Dead Sea Scrolls


Two thousand years after they were written and decades after they were found in the caves of the desert, some of the famous Dead Sea Scrolls went online for the first time Monday in a project launched by Israel National Museum and the Web giant Google.

The appearance of five of the most important Dead Sea Scrolls on the Internet is part of a broader attempt by the guardians of the famous manuscripts - that were once criticized for allowing them to be monopolized by a small circle of scholars - to make them available to anyone with a computer.

The rolls are the biblical book of Isaiah, the manuscript known as the Temple Scroll, and three others. Browsers can search for high-resolution images of the rolls of specific steps, zoom in and out, and translate the lyrics into English.

The originals are safely stored in a vault in a building in Jerusalem, built specifically to house the scrolls. Access requires at least three different keys, a magnetic card and a PIN.

The five scrolls are among those purchased by Israeli researchers between 1947 and 1967 by traders of antiquity, having been found by Bedouin shepherds in the Judean Desert.

The scrolls, considered by many to be the most significant archaeological find of the 20 th century, is thought to have been written or collected by an ascetic Jewish sect that fled Jerusalem for the desert 2,000 years ago and settled in Qumran on the shores of Dead Sea. The hundreds of manuscripts that have survived, in part or in whole, in caves near the site have shed light on the development of the Hebrew Bible and the origins of Christianity.

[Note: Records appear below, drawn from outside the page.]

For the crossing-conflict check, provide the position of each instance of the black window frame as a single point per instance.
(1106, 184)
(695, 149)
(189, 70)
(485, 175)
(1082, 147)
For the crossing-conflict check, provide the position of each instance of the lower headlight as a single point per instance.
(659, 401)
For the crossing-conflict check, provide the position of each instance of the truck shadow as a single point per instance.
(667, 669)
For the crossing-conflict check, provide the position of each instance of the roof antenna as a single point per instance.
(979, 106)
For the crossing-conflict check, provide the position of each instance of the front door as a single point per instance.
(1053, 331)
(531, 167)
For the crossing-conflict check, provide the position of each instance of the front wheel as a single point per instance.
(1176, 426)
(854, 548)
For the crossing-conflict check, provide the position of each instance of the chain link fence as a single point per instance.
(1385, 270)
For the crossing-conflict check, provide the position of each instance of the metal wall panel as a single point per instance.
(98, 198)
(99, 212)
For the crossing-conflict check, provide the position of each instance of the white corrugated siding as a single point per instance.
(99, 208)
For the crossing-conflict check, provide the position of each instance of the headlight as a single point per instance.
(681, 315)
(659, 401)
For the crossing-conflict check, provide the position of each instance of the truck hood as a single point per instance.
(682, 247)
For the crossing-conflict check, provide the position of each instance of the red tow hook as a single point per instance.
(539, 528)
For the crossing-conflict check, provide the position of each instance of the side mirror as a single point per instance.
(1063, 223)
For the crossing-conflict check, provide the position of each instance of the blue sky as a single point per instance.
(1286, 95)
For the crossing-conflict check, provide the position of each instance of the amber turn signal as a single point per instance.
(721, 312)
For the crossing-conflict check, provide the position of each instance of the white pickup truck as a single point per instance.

The most complete scrolls are held by the Museum of Israel, with more pieces and fragments are smaller than in other institutions and private collections. Tens of thousands of fragments from 900 manuscripts from the Dead Sea are held by the Israel Antiquities Authority, which began its own separate project to put online in cooperation with Google.

The photographic work on the project began earlier this month to coincide with a former NASA scientist. A camera developed at the $ 250,000 Santa Barbara, California, allows researchers to distinguish words and other details not visible to the naked eye.

The effort most recent photographs of two technical centers on a fragment of a manuscript known as the Scroll of Thanksgiving. On a computer screen was a piece of the Apocryphon of Daniel, an Aramaic text which includes a verse reference to a figure "will be called the Son of God." The first fragments which will be online by the end of the year.

The Antiquities Authority project, aimed primarily at scholars, is tentatively set to be complete by 2016, when almost all the rolls will be available on the Internet.